Using Buffer Security Checks to your advantage.
How I patched ACPI.sys's GsDriverEntry to redirect control flow to HxPosed driver.
HxPosed needs to be loaded.
So the problem was simple. HxPosed, being an unsigned driver, has to be loaded. It’s easy. Just fire up WinDbg and a VM. Yeah? Yeah. But not for average guy who wants to enjoy HxPosed.
So I made HxLoader. It maps and runs HxPosed by patching Windows’s boot. And how I did that?
UEFI Bootkits for Windows. A summary.
WARNING: In no way do I, the author and coder, condone any tendency to harm a computer, person or entity. This blog and all my work are for educational purposes only. I am not responsible for any damage caused by any misuse of my content or work.
It’s a de facto standard how bootkits for Windows work nowadays.
- Load Bootmgfw to memory.
- Hook
ImgArchStartBootApplication. - On
ImgArchStartBootApplication, Get base address and size of Winload. - Hook
OslFwpKernelSetupPhase1andBlImgAllocateImageBuffer. - On
BlImgAllocateImageBuffer, allocate a buffer for the driver to be mapped. - On
OslFwpKernelSetupPhase1, Map the driver and patch a driver that is in_LOADER_PARAMETER_BLOCK, redirect the execution flow.
Then, what is so interesting in my case, you might ask. That is because I have done it in rust and in a way abusing Gs for its exact opposite purpose.
/GS flag. Buffer Security Check.
Microsoft describes the purpose of this flag very well on MSDN. Here take a look.
In short, this feature creates a new entry point for the application. (GsXxxxx). Where it places a stack security cookie. Most functions have a piece of code inserted on them that checks for this cookie. If the cookie is gone, or overwritten the application assumes its execution has been hijacked and terminates itself.
That is whatt all those __security_init_cookie things you see are for.
It looks like this on IDA.
And a function that performs stack security check.
But in my case, its used as a “buffer” between HxPosed and the real ACPI.sys entry point.
My first thought was patching this function like I did with any other using the Detour structure in HxLoader. But when the OS exits UEFI boot services, it will be dangerous trying to access the global variables of HxLoader from HxPosed. So that was a no.
I did something else instead, “What if I use GsDriverEntry to call the real driver entry?” and that worked. But with some caveats which I had to deal with.

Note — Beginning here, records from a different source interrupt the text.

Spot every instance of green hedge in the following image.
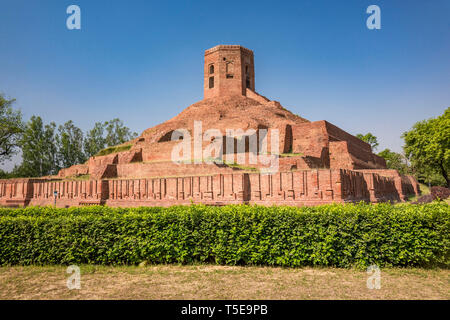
[0,203,450,267]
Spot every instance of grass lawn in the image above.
[0,265,450,300]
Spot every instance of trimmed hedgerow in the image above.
[0,203,450,267]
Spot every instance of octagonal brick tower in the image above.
[204,45,255,99]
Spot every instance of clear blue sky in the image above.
[0,0,450,168]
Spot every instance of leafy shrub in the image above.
[0,203,450,267]
[431,187,450,200]
[413,187,450,203]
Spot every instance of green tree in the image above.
[0,94,23,163]
[84,122,106,158]
[55,120,86,168]
[105,118,138,147]
[402,108,450,188]
[17,116,59,177]
[378,149,411,174]
[356,132,378,150]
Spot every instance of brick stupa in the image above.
[0,45,420,207]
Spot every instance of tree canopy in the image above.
[0,94,23,163]
[402,108,450,187]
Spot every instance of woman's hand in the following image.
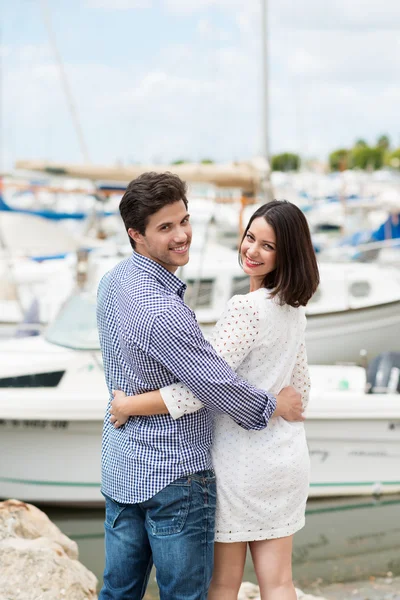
[109,390,132,429]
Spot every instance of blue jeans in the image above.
[99,471,216,600]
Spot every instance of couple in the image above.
[97,173,318,600]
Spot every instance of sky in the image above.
[0,0,400,168]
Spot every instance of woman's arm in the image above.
[290,341,311,410]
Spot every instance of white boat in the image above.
[183,255,400,365]
[306,263,400,364]
[0,295,400,505]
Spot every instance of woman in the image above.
[110,201,319,600]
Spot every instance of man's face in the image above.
[128,200,192,273]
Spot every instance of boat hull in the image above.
[306,302,400,365]
[0,415,400,506]
[306,414,400,498]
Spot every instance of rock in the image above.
[238,581,326,600]
[0,500,97,600]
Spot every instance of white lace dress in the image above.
[161,289,310,542]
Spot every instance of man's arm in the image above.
[136,296,301,429]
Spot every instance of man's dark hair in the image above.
[119,172,188,249]
[239,200,319,307]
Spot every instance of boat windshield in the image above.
[45,292,100,350]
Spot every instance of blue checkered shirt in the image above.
[97,252,276,504]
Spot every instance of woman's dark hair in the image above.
[239,200,319,307]
[119,172,188,249]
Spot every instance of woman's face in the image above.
[240,217,276,279]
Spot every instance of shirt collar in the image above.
[131,251,186,298]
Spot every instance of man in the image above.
[98,173,302,600]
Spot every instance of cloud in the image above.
[3,0,400,169]
[85,0,153,11]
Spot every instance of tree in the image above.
[350,146,385,170]
[376,135,390,150]
[385,148,400,169]
[271,152,300,171]
[354,138,368,148]
[329,148,350,171]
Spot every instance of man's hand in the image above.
[109,390,130,429]
[272,385,304,421]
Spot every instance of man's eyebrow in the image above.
[156,213,190,228]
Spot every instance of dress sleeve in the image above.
[160,296,259,419]
[290,342,311,410]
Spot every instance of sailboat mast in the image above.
[261,0,270,162]
[41,0,89,162]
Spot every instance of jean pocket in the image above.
[145,477,192,536]
[103,494,126,529]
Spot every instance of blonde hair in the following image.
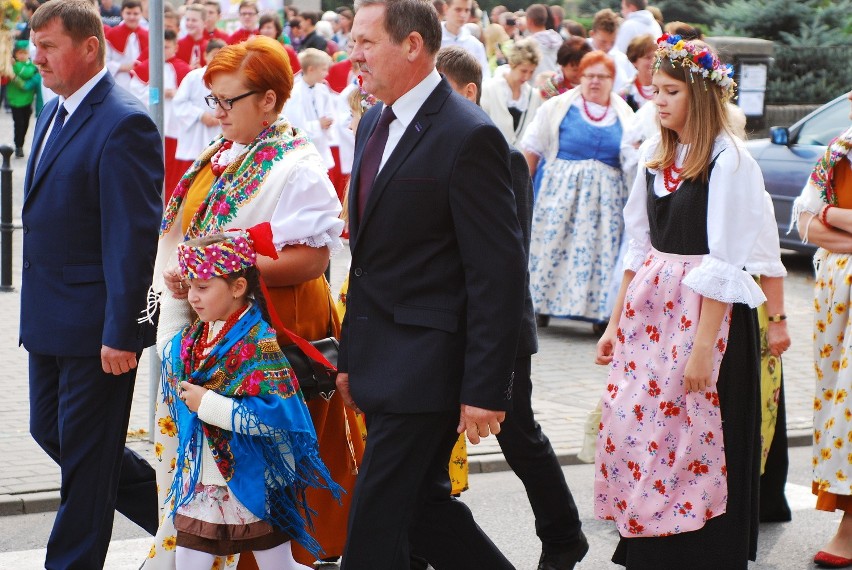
[482,24,509,58]
[647,42,733,182]
[506,38,541,68]
[299,48,332,69]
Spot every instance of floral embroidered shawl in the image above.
[160,118,309,239]
[811,128,852,206]
[163,305,341,555]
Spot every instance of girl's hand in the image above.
[163,269,189,299]
[766,321,790,356]
[178,381,207,412]
[683,346,713,392]
[595,323,616,365]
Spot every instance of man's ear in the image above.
[461,81,477,103]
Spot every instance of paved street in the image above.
[0,447,840,570]
[0,106,830,568]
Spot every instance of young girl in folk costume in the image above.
[595,35,765,570]
[158,223,340,570]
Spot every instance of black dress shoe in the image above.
[538,533,589,570]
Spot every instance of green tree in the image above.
[706,0,852,46]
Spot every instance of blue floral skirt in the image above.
[530,158,627,321]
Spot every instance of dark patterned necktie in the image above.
[358,107,396,217]
[38,105,68,171]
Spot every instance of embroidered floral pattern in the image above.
[595,251,730,536]
[812,250,852,495]
[160,119,310,238]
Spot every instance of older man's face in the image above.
[350,4,407,105]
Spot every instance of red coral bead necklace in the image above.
[210,141,234,178]
[580,95,609,123]
[192,306,246,362]
[663,163,683,193]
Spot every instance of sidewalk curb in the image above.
[0,429,813,516]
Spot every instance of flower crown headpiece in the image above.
[178,222,278,280]
[654,34,737,101]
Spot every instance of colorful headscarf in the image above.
[811,127,852,206]
[654,34,737,101]
[178,222,278,279]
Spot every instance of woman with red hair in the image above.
[521,51,633,328]
[145,36,363,569]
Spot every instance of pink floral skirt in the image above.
[595,250,731,538]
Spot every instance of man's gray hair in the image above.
[355,0,442,55]
[30,0,106,65]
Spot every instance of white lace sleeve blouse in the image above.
[746,192,787,277]
[264,153,343,253]
[624,135,766,307]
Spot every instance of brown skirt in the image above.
[175,514,290,556]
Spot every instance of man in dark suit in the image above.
[20,0,163,569]
[436,46,589,570]
[338,0,526,570]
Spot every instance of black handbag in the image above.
[281,328,340,401]
[260,280,340,401]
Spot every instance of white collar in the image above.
[391,68,441,129]
[59,67,107,120]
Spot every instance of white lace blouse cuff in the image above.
[275,226,343,255]
[198,390,235,431]
[624,239,651,271]
[746,260,787,277]
[683,255,766,309]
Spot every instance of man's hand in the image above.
[178,381,207,412]
[460,402,506,445]
[101,345,136,376]
[335,372,363,414]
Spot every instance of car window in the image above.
[796,98,849,146]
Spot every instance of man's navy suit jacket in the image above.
[20,74,164,357]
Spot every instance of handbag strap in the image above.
[260,277,337,372]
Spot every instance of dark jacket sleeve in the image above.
[450,123,526,410]
[98,108,164,351]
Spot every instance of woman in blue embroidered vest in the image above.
[520,51,633,332]
[162,229,340,570]
[145,37,363,570]
[594,35,771,570]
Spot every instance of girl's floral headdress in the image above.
[654,34,737,101]
[178,222,278,279]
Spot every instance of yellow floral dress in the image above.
[336,275,470,495]
[803,153,852,511]
[757,292,781,475]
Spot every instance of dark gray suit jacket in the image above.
[339,76,526,413]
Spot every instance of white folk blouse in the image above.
[624,134,777,308]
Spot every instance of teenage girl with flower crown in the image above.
[595,35,764,570]
[163,224,339,570]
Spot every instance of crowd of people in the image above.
[13,0,852,570]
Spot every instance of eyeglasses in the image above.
[204,91,257,111]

GsDriverEntry stack is NOT aligned.
My first prototype was this:
mov rax, <addr>
call rax
ret
But then I saw a weird behavior. Suddenly, to_unicode_string was giving me access violations. KeSetUserAffinityThread and so on do too. Not even bugchecks. Just straight out access violations that are catched by WinDbg. I was like “okay, maybe its because they are not meant to be used at boot-time”. But the problem was way more deep than that.
I analyzed the problem. My first assumption is that anything that touched SIMD registers crashed. Which they were. All of those functions I aforementioned crashed while working on XMM registers. “How is that even possible” I thought to myself. I kinda blurry remembered something in CR registers that enabled SIMD instructions. But that didn’t seem like the cause.
I continued to analyze the problem. Then, looked at the assembly code which caused the crash:
The line just before movaps (Move Aligned Packed Single Precision Floating-Point Values), that uses movups (Move Unaligned Packed Single Precision Floating-Point Values) worked. Immediately thought of alignment. I took the stack register, and looked it on calculator. Last 4 bits were not 0.
Gotcha.
So I had to manually align the stack. But this is a dangerous operation. My first idea was like this:
sub rsp, 0x100
and rsp, 0xFFFFFFFF0
call aligned_driver_entry
; uh?
That uh explains everything. After changing the RSP, how do you get it back? You don’t. We don’t have an idea what could the RSP be now. And the registers we want to put it into are volatile or non-volatile. Both cases we are not allowed to use. So this wouldn’t work.
I looked at it. Subtracting just 8 from RSP gave us a perfectly aligned value. So we can do that. The GsDriverEntry itself does it with 0x20. Why not 8?
Then I realized I can use the GsDriverEntry to do that. Which I did.
mov rax, <addr>
sub rsp, 8
call rax
add rsp, 8
ret
ACPI is useful, you know.
I was about to pat myself on the back and call it a day. I just pressed “g” on WinDbg and prayed it would work. It did. Windows was booting!
It was booting… Come on… boot… Crash.
We forgot something very important. We weren’t calling the real driver entry!
So did a quick patch….
mov rax, <addr>
sub rsp, 8
call rax
nop
nop
nop
nop
call 0x160 ; call from GsDriverEntry -> DriverEntry
add rsp, 8
ret
And it crasheed… again? Do you see the problem here?
We are trashing RCX and RDX when we call our own driver entry. And its foolish to think they are preserved, (they are not).
SO at the last, this was what I did.
So did a quick patch….
mov rax, <addr>
sub rsp, 8
push rcx
push rdx
call rax
pop rdx
pop rcx
call 0x160 ; call from GsDriverEntry -> DriverEntry
add rsp, 8
ret
Thanks GsDriverEntry for its beautiful buffer area to place our hook into. Without that, we would had to save those bytes somewhere, restore them later and all of that bullshit.
Benefits
- No restoration
- No prologue/epilogue for the detour
So 2 birds at one.
Thanks for reading!